Why the head-scratching? This is 2019. Not 2009. Not 1999. In today’s world, sleight of hand practices like this WILL be exposed. And in fact, the practice has received substantial negative press coverage in recent months, exacerbated recently by a New York Times reporter’s story on his 27-hour experience as a dasher.
Today, transparency is fundamental to any relationship — business or personal. In this age of modern commerce, it is not if, but when, business practices that are not clear and above board will get called out. When this happens, brand damage can be significant. Even fatal. We’ll see if these stories about Doordash will move traffic to competitors like Postmates and UberEats. I suspect it will.
I wonder why a company valued just two months ago at more than $12 billion would put its brand at risk like this. Sure, the company can spin an argument that the dasher is being provided a guaranteed per delivery fee. But this clouds the consumer’s view of who they’re actually tipping. Sure, the obvious workaround for consumers is to tip the dasher in cash. But until now, the consumers were largely unaware that their in-app tips were subsidizing a well-funded startup rather than helping to support struggling gig economy workers. How were they supposed to know, beyond intuition, that it’s better to tip in cash?
A big problem with the cash tipping remedy, beyond putting an ethical burden on the consumer’s shoulders where it doesn’t belong, is that many of the heavy users of services like DoorDash are millennials who are more likely to live a cashless lifestyle. So now their predicament is, do they tip via the app, knowing now that part of the tip will go to the company and not the dasher? Maybe they don’t tip at all? But this option doesn’t help the dasher either. Perhaps, just maybe, they’ll go to an ATM and pull out some cash specifically for these instances?

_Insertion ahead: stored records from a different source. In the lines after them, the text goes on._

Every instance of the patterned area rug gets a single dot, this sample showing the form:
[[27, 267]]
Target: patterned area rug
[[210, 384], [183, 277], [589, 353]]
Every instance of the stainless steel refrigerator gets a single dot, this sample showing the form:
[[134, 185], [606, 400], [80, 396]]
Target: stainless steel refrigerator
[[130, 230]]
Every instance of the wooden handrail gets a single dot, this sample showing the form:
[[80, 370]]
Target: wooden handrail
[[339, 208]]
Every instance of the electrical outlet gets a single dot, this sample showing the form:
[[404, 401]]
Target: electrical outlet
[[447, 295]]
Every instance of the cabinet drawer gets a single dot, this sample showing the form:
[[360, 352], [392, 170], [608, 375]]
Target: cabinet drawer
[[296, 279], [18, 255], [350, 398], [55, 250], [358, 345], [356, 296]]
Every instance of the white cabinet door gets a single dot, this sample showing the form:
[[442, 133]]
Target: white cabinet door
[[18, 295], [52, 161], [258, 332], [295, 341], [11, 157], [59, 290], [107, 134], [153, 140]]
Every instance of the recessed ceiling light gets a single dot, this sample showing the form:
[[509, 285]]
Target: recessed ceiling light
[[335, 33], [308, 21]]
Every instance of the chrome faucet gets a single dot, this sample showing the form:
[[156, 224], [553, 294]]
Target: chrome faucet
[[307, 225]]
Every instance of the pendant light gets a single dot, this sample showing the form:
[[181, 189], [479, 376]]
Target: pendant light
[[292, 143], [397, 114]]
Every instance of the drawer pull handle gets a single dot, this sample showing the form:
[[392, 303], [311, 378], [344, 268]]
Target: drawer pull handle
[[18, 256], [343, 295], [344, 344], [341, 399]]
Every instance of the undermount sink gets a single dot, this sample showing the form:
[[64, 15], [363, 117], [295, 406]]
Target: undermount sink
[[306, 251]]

Seems unlikely.
We wrote earlier this week about how millennials support brands that represent values they support. The DoorDash controversy could put this theory to the test.
What really matters here, of course, is why Doordash’s management team thought this wouldn’t become an issue for its brand. I guess when you have investors pouring gobs of money into your enterprise at a $12 billion valuation, you might forget that we live in the age where the modern consumer has vastly greater power than yesterday’s counterpart.
Update: DoorDash has just announced it will now give 100% of in-app tips to its dashers, in an apparent bow to all the bad publicity. Few details were shared on how the new policy will work, but this does seem to be a textbook case of the power of transparency.